Pretty exciting times. Legend placed St Paul in this grotto/ cave/ prison preaching the gospel. If true (and it makes some geographic sense and the place name is right), he would have arrived here in 60 AD, shipwrecked while traveling from Crete to Rome for trial in front of Julius Ceasar.
St Paul’s Grotto
You follow down steps:
To find the requisite marbled bit:
And a quite lovely fresco
The grotto itself is rather more humble, rather more grim.
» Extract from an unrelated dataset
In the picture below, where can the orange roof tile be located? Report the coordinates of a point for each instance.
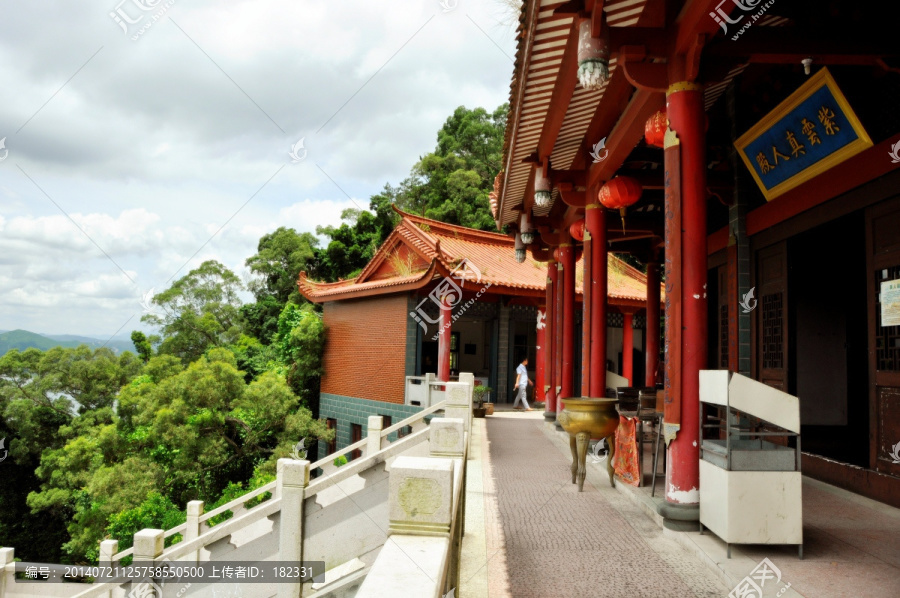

There was a huge fight over the legacy of St Paul between the Knights of St John and the Church. In 1607, Spanish hermit Juan Benegas de Cordova was given permission by Pope Paul V to look after the grotto. A small sheet of typewritten paper in the Wignacourt Museum above relates that it seems only then did the Knights realise the potential of the spot. Benegas ‘ceded’ the Grotto to them on 24th April 1617. Above it, Alof de Wignacourt built the Collegio that now forms the museum for the College of Chaplains, their mission to promote the cult of St Paul as well as to protect the Grotto. The church realised it had missed a trick, and immediately built their own — bigger, more eye-catching — church of St Paul immediately next door, financed by Cosmana Navarra (who has a street named after her, also a very nice restaurant now inhabiting her townhouse though we ourselves went to the Grotto Tavern, where I had ravioli in a kind of broth that started out on first taste as disappointingly bland until a crazy crescendo of flavour was reached at some point thereafter transforming my ideas of the heights pasta can attain). The grotto remained contested until the Knights lost everything (damn Napoleon) and now is with the Church. But this painting by the Knight’s own painter Antoine Favray (1706-1787), shows St John the Baptist and St Paul together, which only makes sense in the light of this story…hence, I suppose, the typewritten sheet beneath him.
Here also are perhaps my favourite catacombs — we have visited many. It also has a brilliant series of WWII shelters.
Down into the WWII Shelters
At the war’s outbreak (says the display), 8,000 workers began to dig shelters with pick axes. 841 shelters were dug to serve the population.
Some families asked for permission to dig individual shelters as seen in these caves, about 50 such rooms — all are a standard size and shape, but some have been painted and tiled. I loved these touches to create a kind of home here.
The view from inside
Beyond the shelters are the catacombs, and they were my favourites because you can just wander around. There were very few others here, and to have this place to ourselves — so very cool.
Here we found first mention of the Agape Table, which we would find everywhere, yet this is a name fairly sneered at by Anthony Bonanno in Malta: Phoenician, Punic, and Roman. He might also have sneered at this drawing, of a family communing over a meal in the catacombs, a reconstruction of how it is believed they are used.